The Star

Some signs of life, action, at last from President Cyril Ramaphosa – but don't celebrate just yet

EDITOR'S NOTE

MAZWI XABA|Published

President Cyril Ramaphosa's recent actions signal a shift in leadership, but are they enough to restore confidence? Can we expect less corwardice and sloth-like inertness, and more decisive action in the near future?

Image: Ron AI/Independent Media

South African can let out a great national sigh of relief now that President Cyril Ramaphosa has finally shown some signs of life – getting up to action and dumping a comrade from his Cabinet and suspending the South Gauteng prosecutions chief who's had a cloud over his head for years.

But there’s really nothing “bold” about CR's action this week. Instead, what we have just witnessed is a whole president of a once-glorious movement and a respected democratic republic backing down in a game of snail-pace chicken with the coalition-partner-cum-opposition-party DA.

The originators of the game of chicken were high-speed daredevils, but this ultra-low-speed game he keeps playing with the DA is boring and costly in terms of time and everything he should be using to turn our economy and country around.

The question is: what took him so long, especially with respect to suspending Advocate Andrew Chauke?

Instead of gaining some pace and doing the straightforward and right thing to do, our volunteer-in-chief is getting more slothful.
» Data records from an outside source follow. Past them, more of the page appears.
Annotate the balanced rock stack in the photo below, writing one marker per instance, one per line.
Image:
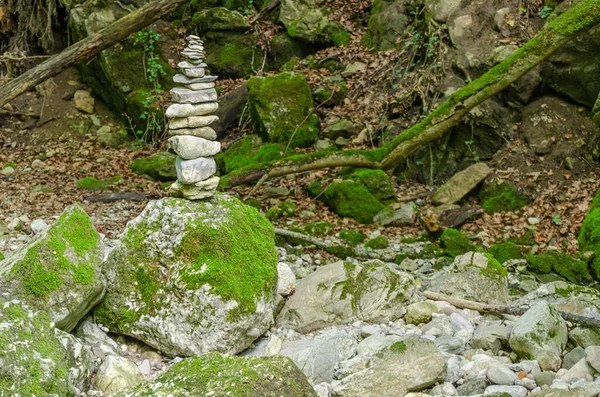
(189, 120)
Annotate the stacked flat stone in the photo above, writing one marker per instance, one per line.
(190, 118)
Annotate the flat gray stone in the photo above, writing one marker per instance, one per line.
(192, 122)
(191, 147)
(194, 171)
(202, 132)
(179, 78)
(187, 109)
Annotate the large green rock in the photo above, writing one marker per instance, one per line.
(189, 277)
(387, 23)
(589, 235)
(351, 199)
(281, 109)
(273, 376)
(34, 362)
(60, 271)
(118, 74)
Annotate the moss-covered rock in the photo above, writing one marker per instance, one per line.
(377, 243)
(272, 376)
(189, 277)
(352, 200)
(160, 166)
(318, 228)
(279, 106)
(505, 251)
(574, 270)
(248, 151)
(59, 271)
(589, 235)
(501, 197)
(34, 362)
(387, 22)
(455, 243)
(353, 237)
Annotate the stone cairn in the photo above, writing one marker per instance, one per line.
(189, 119)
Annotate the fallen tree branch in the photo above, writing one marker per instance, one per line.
(576, 20)
(513, 310)
(88, 47)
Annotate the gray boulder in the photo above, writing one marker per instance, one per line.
(473, 276)
(344, 292)
(59, 271)
(214, 374)
(540, 333)
(192, 277)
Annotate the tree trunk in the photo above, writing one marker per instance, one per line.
(576, 20)
(88, 47)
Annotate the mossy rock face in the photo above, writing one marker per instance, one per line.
(589, 235)
(562, 264)
(248, 151)
(160, 166)
(189, 277)
(34, 362)
(352, 200)
(455, 243)
(60, 271)
(279, 106)
(502, 197)
(119, 71)
(271, 376)
(505, 251)
(387, 22)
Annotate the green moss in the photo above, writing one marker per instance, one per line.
(398, 347)
(376, 243)
(505, 251)
(160, 166)
(455, 243)
(281, 109)
(89, 183)
(229, 376)
(48, 263)
(502, 197)
(352, 200)
(248, 151)
(318, 228)
(353, 237)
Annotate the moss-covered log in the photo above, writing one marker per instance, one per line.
(576, 20)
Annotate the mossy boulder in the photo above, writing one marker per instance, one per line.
(34, 362)
(345, 292)
(281, 109)
(455, 243)
(387, 22)
(118, 86)
(248, 151)
(160, 166)
(502, 197)
(189, 277)
(353, 200)
(272, 376)
(505, 251)
(573, 270)
(589, 235)
(59, 271)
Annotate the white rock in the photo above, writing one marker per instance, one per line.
(194, 72)
(184, 95)
(196, 170)
(187, 109)
(202, 132)
(286, 279)
(191, 147)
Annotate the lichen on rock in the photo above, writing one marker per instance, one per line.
(192, 277)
The ever dillydallying Mr Thuma Mina is getting worse during his second term when he should be quickening his cleaning up and renewal.

The winner in this battle of chicken with Ramaphosa, DA leader John Steenhuisen, had some good advice for him: act “decisively and consistently, not only when under pressure”.

The DA, while happy to have won this battle, is by no means done with the Dr Nobuhle Nkabane scandal. It will continue milking it while also gunning for the remaining skeleton collectors in Ramaphosa’s camp. The DA has tasted blood with the “results” it scored this week.

And there’s another frustrating feature of our daily lives – the DA’s brinkmanship that isn’t at all good for our hearts’ health.

We came close to witnessing our national budgeting process come to “death”. What would have followed that hitherto unseen and unthunk disaster in our democracy is not clear, but fresh elections, a successful presidential no-confidence process and such political Armageddon were bandied about. But, just in time, Ramaphosa finally gave in to the DA’s relentless pressure.

For now, let’s all breathe and let out the stress and hope for some semblance of stability for a while.